I have a gold EWS and it love to swim and is also great to watch.
I made a little fish tank and it doesn't affect the wood


----------



## stringbean (Apr 4, 2007)

i rekon u should get an ewd. we get a few of them in the creek near my house, always swimming. they look pretty good to.


----------



## Forensick (Apr 4, 2007)

i would LOVE an EWD, it was what i originally wanted tho....
i just dont have room for a 6x4x4 tank


----------



## Forensick (Apr 4, 2007)

where in melbourne should i get beardies from?
is anyone likely to have any avail soon?
and which is better, central or eastern?


----------



## DA_GRIZ (Apr 5, 2007)

i think central because they can be several different colors


----------



## chic parma (Apr 5, 2007)

easterns grow bigger than centralls aswell, and centrals have better
temperants apparantely.
go the central.


----------



## hornet (Apr 5, 2007)

easterns have great temperaments, i dont know where people have heard otherwise, go eastern


----------



## hodges (Apr 5, 2007)

i love the blue tongue lizards and beardies 
cheers
brad


----------



## bredli84 (Apr 5, 2007)

i was in pails for scales today, they had a fair few young beardies running around, seemed pricy, but i have never looked into buying them so not sure what the normal price is.


----------



## cris (Apr 5, 2007)

hornet said:


> easterns have great temperaments, i dont know where people have heard otherwise, go eastern



Easterns have great temperments and are more suited to handling than any other lizard that isnt a beardy(as far as i know). Central beardies are just noticeably more tame and almost fearless as a general rule.
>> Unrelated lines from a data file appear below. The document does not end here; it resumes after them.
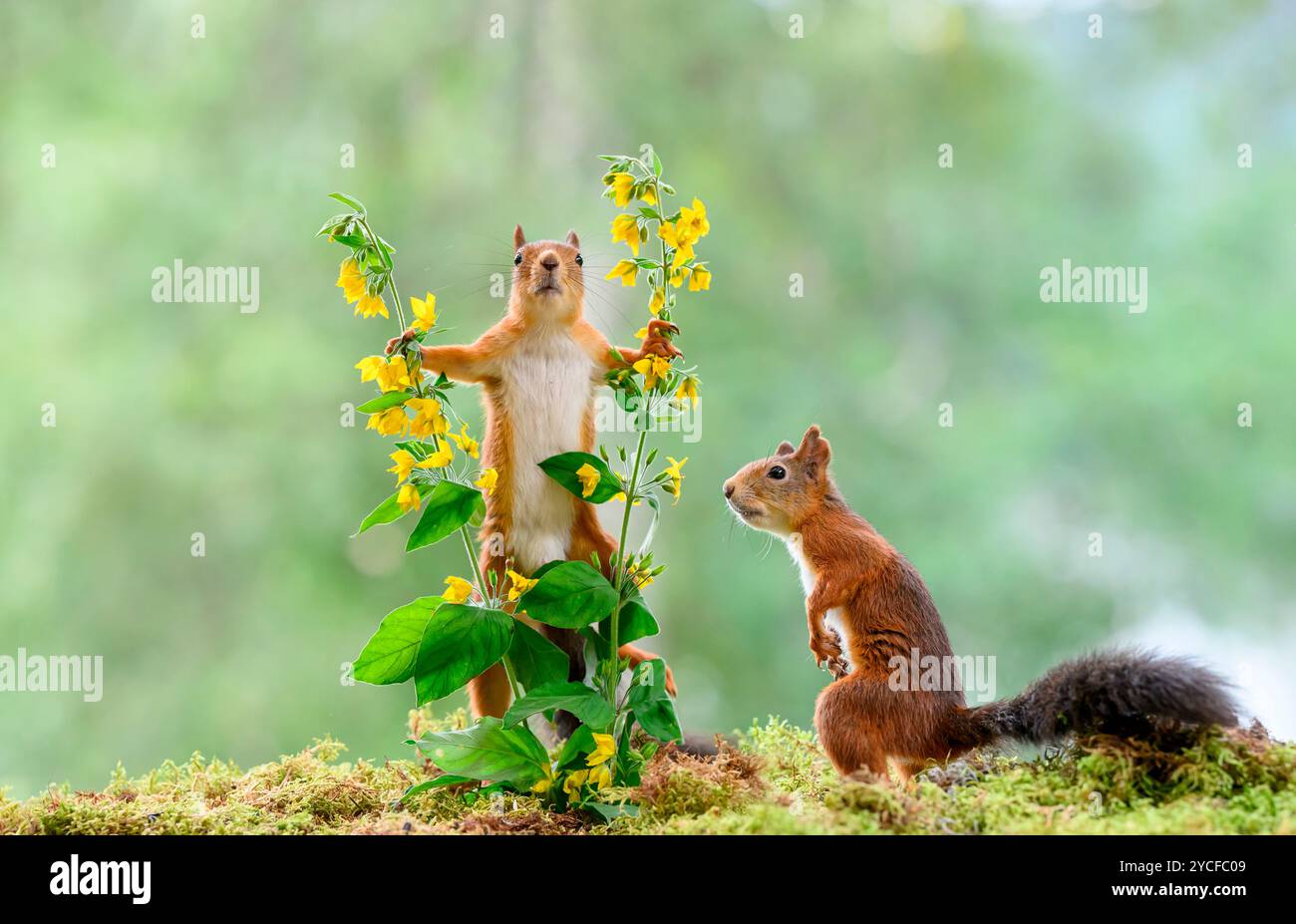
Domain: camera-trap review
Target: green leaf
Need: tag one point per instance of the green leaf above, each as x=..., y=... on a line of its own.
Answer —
x=390, y=653
x=536, y=660
x=652, y=705
x=389, y=510
x=575, y=748
x=346, y=199
x=609, y=811
x=582, y=702
x=329, y=224
x=570, y=595
x=459, y=643
x=444, y=780
x=635, y=622
x=450, y=507
x=488, y=752
x=384, y=401
x=562, y=469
Eastern beardies would be better suited to higher humdity, so they would probably be the best choice for the type of setup you are thinking of.


----------



## bredli84 (Apr 6, 2007)

did u consider monitors? thigs such as V. gilleni, acanthurus etc would do well in a 4ft tank.


----------



## jordo (Apr 6, 2007)

cris said:


> they can also be handled if you want something that can be handled.



Are you talking about water skinks? Handling WS's would cause them a lot of unecessary stress.



bredli84 said:


> did u consider monitors? thigs such as V. gilleni, acanthurus etc would do well in a 4ft tank.



They would need a desert-like setup.


----------



## bredli84 (Apr 6, 2007)

jordo said:


> They would need a desert-like setup.



well, you could still put fake plants in there for "ambience" couldnt u? i dont see how it would be much diff to central beardies?


----------



## jordo (Apr 6, 2007)

Of course you could, but you couldn't really use live plants or have a water area.
Forensick - you could design a desert setup to look good as a display tank, use sand, buy or make a fake termite mound, get some bones, a few branches and maybe some spinifex if you can get any, it would give you a lot more freedom in terms of the species you could then choose from.


----------



## hornet (Apr 6, 2007)

i can try and help ya with spinifex, i'm trying to track some down at the moment, also sand sage, looks great in desert tanks


----------



## alex_c (Apr 6, 2007)

Forensick said:


> where in melbourne should i get beardies from?
> is anyone likely to have any avail soon?
> and which is better, central or eastern?


 i should have heaps of centrals later this year early next year. ive already sold all my babies. someone might still have some babies though.


----------



## Forensick (Apr 6, 2007)

i found someone selling them
yellow phase, $50 each

they are holding onto them for me till i get my license.

-that a good deal?


----------



## cris (Apr 6, 2007)

Forensick said:


> i found someone selling them
> yellow phase, $50 each
> 
> they are holding onto them for me till i get my license.
> ...



Yeah thats a fair price.


----------



## morgs202 (Apr 13, 2007)

hornet said:


> easterns have great temperaments, i dont know where people have heard otherwise, go eastern


 
I agree. I have had my eastern for 5 years now, and he is the best! Tonnes of personality and has never once tried to bite anybody.


----------